2027年の開業を予定しているリニア中央新幹線だが、肝心の名古屋駅周辺での買収が遅れている。用地買収に当たっているのは名古屋市の外郭団体「名古屋まちづくり公社」。当初、2018年度末の完了を予定していたが、2018年12月も押し迫った時期になり、用地買収期限を最大2年延ばすことで、JR東海と合意したとニュースが流れた。

現地ではあちこちにこうした掲示が見られる

リニア名古屋駅は東海道新幹線や在来線と交差する形で、地下30mの深さに作られる予定。延長は約1km、最大幅約60m、面積は約3.5haという計画だ。
工事は地上から掘る必要があるため、用地買収が不可欠。そこでJRから委託された公社が地権者と交渉を進め、市も土地買収交渉の経験のある職員を派遣するなどしているという。

リニア名古屋駅のイメージ図

買収の対象となるのは、駅の東西にまたがる約2万3000㎡。各種報道を総合すると、現在は駅西側で5割超(件数ベース)を取得し、東側は「一部で契約を締結した」程度とか。
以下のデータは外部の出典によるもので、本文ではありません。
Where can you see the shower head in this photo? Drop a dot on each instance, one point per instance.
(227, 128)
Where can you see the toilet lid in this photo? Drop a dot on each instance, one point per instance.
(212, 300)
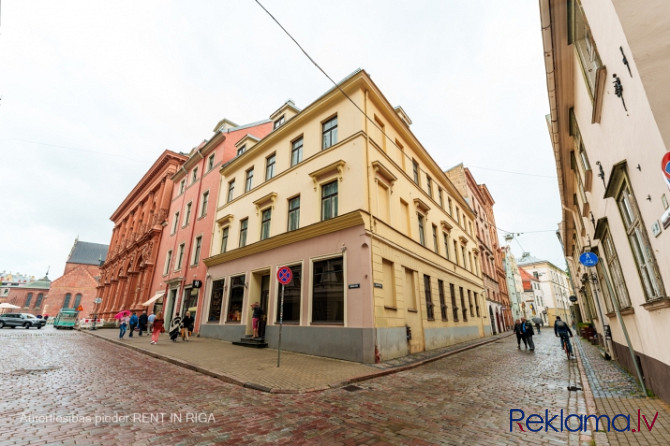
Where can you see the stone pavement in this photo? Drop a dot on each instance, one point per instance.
(257, 368)
(610, 390)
かなり厳しい状況であることは間違いない。

西側の買収された土地から東側の高層ビル群を望む

とはいえ、現地にはあちこちに「JR東海管理地」と掲出された空地が誕生し、取壊し中の建物も見られる。遅れているとはいえ、進んでいることは確かだ。

小規模な飲食ビルなどが取り壊されていた

■駅西側の無秩序な小規模開発に見る、現状と課題

もうひとつ、一部で懸念されているのは、周辺の開発についてである。名古屋駅の西側はかつては駅裏(最近は駅西)と呼ばれ、百貨店や高層ビル群が建ち並ぶ駅東側とは全く異なる空気感のエリア。エリア内にある椿神社に「河童伝説」があることから分かるように、台地の少ない名古屋にあって、さらに低地である。
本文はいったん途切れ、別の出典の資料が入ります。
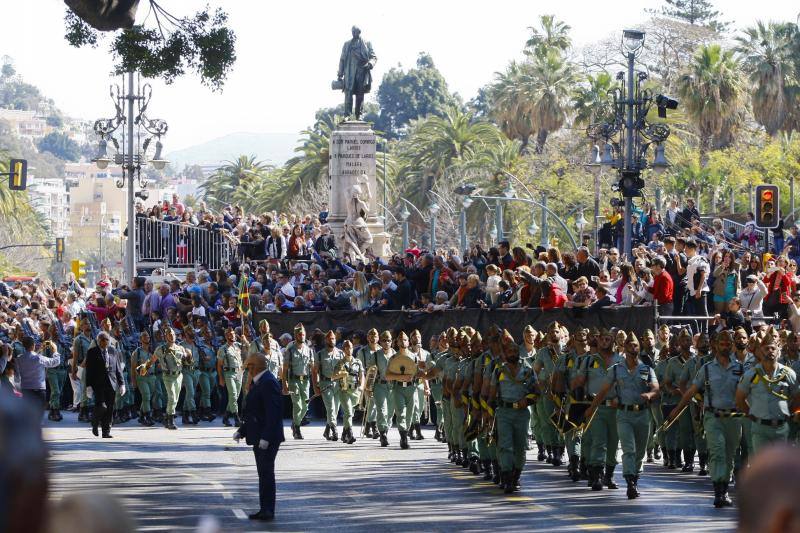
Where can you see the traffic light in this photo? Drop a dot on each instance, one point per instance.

駅から西側を望む。さほど高い建物はなく、裏手に入ると昔ながらの商店も現存する

江戸時代までは笈瀬川その他、大小の河川が流れており、かつ戦災で焼け残ったこともあって、下町の雰囲気が残された地域ともいえる。古い場所だけに権利関係なども複雑なのだろうか、地元の不動産会社に聞くと、「あまり手を付けたくない地域」という声もある。

ところが、そこにリニア駅ができることになり、ここ1~2年で地価が上昇。今後はさらに上がっていくことが見込まれる。そして、せっかくリニア駅を当て込んで作るなら、「地域の価値をあげるようなホテルや商業施設を」という声も多い。

現地周辺ではいくつもの開発が進んでいる

しかし、現在進められている新築、建替えの工事現場を見ると、いずれも土地の区画、規模はこれまでと変わらず、ビジネスホテル、商業施設など、いずれもコンパクト。東口側のような大きく土地をまとめた、インパクトのある開発になっていない。

大きければいいというわけではないが、現状の小さな区画、細い路地を残したままで千載一遇のチャンスを迎えることを「もったいない」と見る向きも少なくない。リニア名古屋駅周辺、2027年の開通に向けて、乗り越えるべき壁は多そうである。